Sorting an n element array with O(logn) distinct elements in O(nloglogn) worst case time

O(log(log(n))) time is enough for you to do a primitive operation in a search tree with O(log(n)) elements.

Thus, maintain a balanced search tree of all the distinct elements you have seen so far. Each node in the tree additionally contains a list of all elements you have seen with that key.

Walk through the input elements one by one. For each element, try to insert it into the tree (which takes O(log log n) time).

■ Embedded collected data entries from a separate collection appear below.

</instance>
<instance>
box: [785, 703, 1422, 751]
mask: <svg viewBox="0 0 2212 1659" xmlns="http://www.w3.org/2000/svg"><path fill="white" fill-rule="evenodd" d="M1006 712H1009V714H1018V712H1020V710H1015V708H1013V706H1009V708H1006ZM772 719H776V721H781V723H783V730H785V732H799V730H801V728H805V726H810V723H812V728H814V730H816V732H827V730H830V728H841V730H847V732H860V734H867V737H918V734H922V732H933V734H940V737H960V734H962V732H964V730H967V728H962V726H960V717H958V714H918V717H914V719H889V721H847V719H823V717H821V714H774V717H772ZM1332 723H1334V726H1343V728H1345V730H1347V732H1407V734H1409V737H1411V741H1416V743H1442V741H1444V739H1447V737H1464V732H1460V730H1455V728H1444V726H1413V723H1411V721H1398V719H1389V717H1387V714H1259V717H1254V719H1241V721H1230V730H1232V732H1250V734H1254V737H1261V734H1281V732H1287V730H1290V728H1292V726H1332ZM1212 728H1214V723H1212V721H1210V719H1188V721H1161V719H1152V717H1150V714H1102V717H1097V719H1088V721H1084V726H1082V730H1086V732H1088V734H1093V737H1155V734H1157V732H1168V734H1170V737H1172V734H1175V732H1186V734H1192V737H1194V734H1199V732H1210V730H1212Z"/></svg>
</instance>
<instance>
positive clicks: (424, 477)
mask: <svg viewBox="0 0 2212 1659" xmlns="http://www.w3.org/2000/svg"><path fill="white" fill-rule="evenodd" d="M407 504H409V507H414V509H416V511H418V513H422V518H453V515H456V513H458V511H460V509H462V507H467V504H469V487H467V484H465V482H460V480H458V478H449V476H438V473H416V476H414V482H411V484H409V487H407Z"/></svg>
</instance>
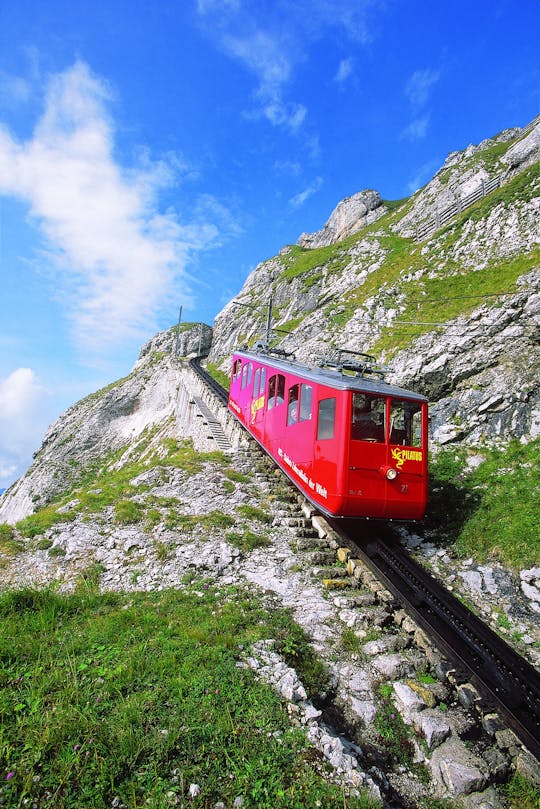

If you find you've already seen an equal element, just insert it into the auxiliary list in the already-existing node.

After traversing the entire list, walk through the tree in order, concatenating the auxiliary lists. (If you take care to insert in the auxiliary lists at the right ends, this is even a stable sort).

Simple log(N) space solution would be:

find distinct elements using balanced tree (log(n) space, n+log(n) == n time)
Than you can use this this tree to allways pick correct pivot for quicksort.

I wonder if there is log(log(N)) space solution.

Some details about using a tree:

You should be able to use a red black tree (or other type of tree based sorting algorithm) using nodes that hold both a value and a counter: maybe a tuple (n, count).

When you insert a new value you either create a new node or you increment the count of the node with the value you are adding (if a node with that value already exists). If you just increment the counter it will take you O(logH) where H is the height of the tree (to find the node), if you need to create it it will also take O(logH) to create and position the node (the constants are bigger, but it's still O(logH).

This will ensure that the tree will have no more than O(logn) values (because you have log n distinct values). This means that the insertion will take O(loglogn) and you have n insertions, so O(nloglogn).